Daha fazla hava durumu tahmini: 15 günlük hava durumu İstanbul
Bizimle İletişimde Kalın

Gündem

Avukat Rezan Epözdemir tutuklandı

Yayımlandı

üzerinde

İstanbul Cumhuriyet Savcılığı’nın yürüttüğü iki ayrı soruşturma kapsamında; “Rüşvet vermek”, “Siyasi-askeri casusluk” ve “FETÖ/PDY’ye yardım” suçlamasıyla gözaltına alınan avukat Rezan Epözdemir, sağlık kontrolünün ardından adliyeye sevk edildi. Savcılıkta “Rüşvet” soruşturması kapsamında ifadesi alınan Epözdemir, 6 sayfa ifade verdi.

“RÜŞVETE ARACILIK” TAN TUTUKLAMA

4 gündür gözaltında bulunan Epözdemir, savcılık tarafından “Rüşvet” soruşturması kapsamında tutuklama talebiyle Nöbetçi Sulh Ceza Hakimliği’ne sevk edildi.

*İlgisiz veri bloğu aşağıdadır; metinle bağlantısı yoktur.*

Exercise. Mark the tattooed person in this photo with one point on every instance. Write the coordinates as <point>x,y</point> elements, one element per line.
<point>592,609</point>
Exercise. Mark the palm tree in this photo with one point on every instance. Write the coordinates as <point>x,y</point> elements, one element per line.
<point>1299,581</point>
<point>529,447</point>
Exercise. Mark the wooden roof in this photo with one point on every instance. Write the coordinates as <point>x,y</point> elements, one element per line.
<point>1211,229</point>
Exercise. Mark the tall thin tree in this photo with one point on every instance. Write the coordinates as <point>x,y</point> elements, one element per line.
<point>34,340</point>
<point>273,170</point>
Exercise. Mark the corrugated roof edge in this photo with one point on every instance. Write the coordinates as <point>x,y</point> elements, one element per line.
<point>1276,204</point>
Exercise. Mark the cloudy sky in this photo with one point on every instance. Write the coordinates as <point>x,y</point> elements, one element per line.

Aynı soruşturma kapsamında gözaltına alınan, soruşturma konusu olayların yaşandığı yıllarda savcı C.Ç’nin katibi olarak görev yapan, Bakırköy Adliyesi İcra Müdürü K.Y. ise etkin pişmanlık ve ikrar yönündeki ifadesi kapsamında serbest bırakıldı. 

Nöbetçi sulh ceza hakimliği, Epözdemir’in “rüşvete aracılık etmek” suçundan tutuklanmasına karar verdi.

“TERÖR” VE “CASUSULUK”TAN ADLİ KONTROL TALEBİ

Başsavcılık, “FETÖ/PDY silahlı terör örgütüne yardım etme” ile “siyasal ve askeri casusluk” soruşturması kapsamında da sorgusu tamamlanan avukat Epözdemir’i hakimliğe sevk etti.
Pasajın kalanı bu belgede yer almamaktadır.